NASA takes tropical storm Flossie's temperature
NASA's Aqua satellite took the temperature of Tropical Storm Flossie as it continued to strengthen and organize in the Eastern Pacific.
Tropical Depression 7E formed in the Eastern Pacific Ocean on Sunday, July 28 about 580 miles (930 km) south-southwest of Manzanillo, Mexico. On July 29 at 5 a.m. EDT (0900 UTC), the depression strengthened into a tropical storm and was renamed Flossie.
Infrared light enables NASA to take the temperatures of clouds and thunderstorms that make up tropical cyclones. The stronger the storms are indicate that they extend high into the troposphere and have cold cloud top temperatures.
An infrared look at Flossie by NASA's Aqua satellite on June 29, at 0459 UTC (0859 UTC) revealed where the strongest storms were located within the system. The Atmospheric Infrared Sounder or AIRS instrument aboard NASA's Aqua satellite analyzed Flossie and found cloud top temperatures of strongest thunderstorms as cold as or colder than minus 63 degrees Fahrenheit (minus 53 degrees Celsius) circling the center. Cloud top temperatures that cold indicate strong storms that have the capability to create heavy rain.
NOAA's National Hurricane Center or NHC noted, "A series of fortuitous microwave images was helpful in locating the center of circulation and revealed significant banding improvements in the south semicircle portion of the cyclone."
At 11 a.m.

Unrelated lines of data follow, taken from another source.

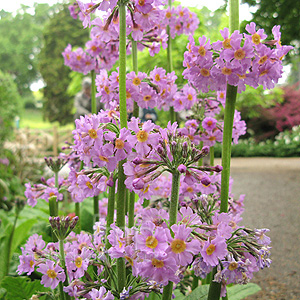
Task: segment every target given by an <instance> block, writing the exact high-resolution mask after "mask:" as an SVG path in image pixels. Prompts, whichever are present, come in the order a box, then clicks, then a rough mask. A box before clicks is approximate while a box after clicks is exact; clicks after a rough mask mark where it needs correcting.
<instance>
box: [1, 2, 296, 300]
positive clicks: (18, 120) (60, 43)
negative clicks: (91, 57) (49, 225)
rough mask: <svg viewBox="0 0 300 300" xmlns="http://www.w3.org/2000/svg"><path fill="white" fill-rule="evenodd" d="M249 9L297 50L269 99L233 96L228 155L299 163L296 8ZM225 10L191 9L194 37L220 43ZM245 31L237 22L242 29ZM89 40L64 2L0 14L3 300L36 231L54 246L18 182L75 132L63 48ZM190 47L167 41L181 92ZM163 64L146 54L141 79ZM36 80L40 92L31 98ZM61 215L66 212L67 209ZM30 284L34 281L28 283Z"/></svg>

EDT (5 a.m. HST/1500 UTC), the center of Tropical Storm Flossie was located near latitude 12.5 degrees north and 114.6 degrees west longitude. Flossie is far from land areas, so there are no coastal watches in effect. Flossie's center is about 780 miles (1,260 km) south-southwest of the southern tip of Baja California, Mexico.
NHC said Flossie is moving toward the west near 18 mph (30 kph) and this general motion is forecast to continue through Tuesday night, July 30. Maximum sustained winds have increased to near 50 mph (85 kph) with higher gusts.
Further strengthening is expected, and Flossie is expected to become a hurricane on Tuesday.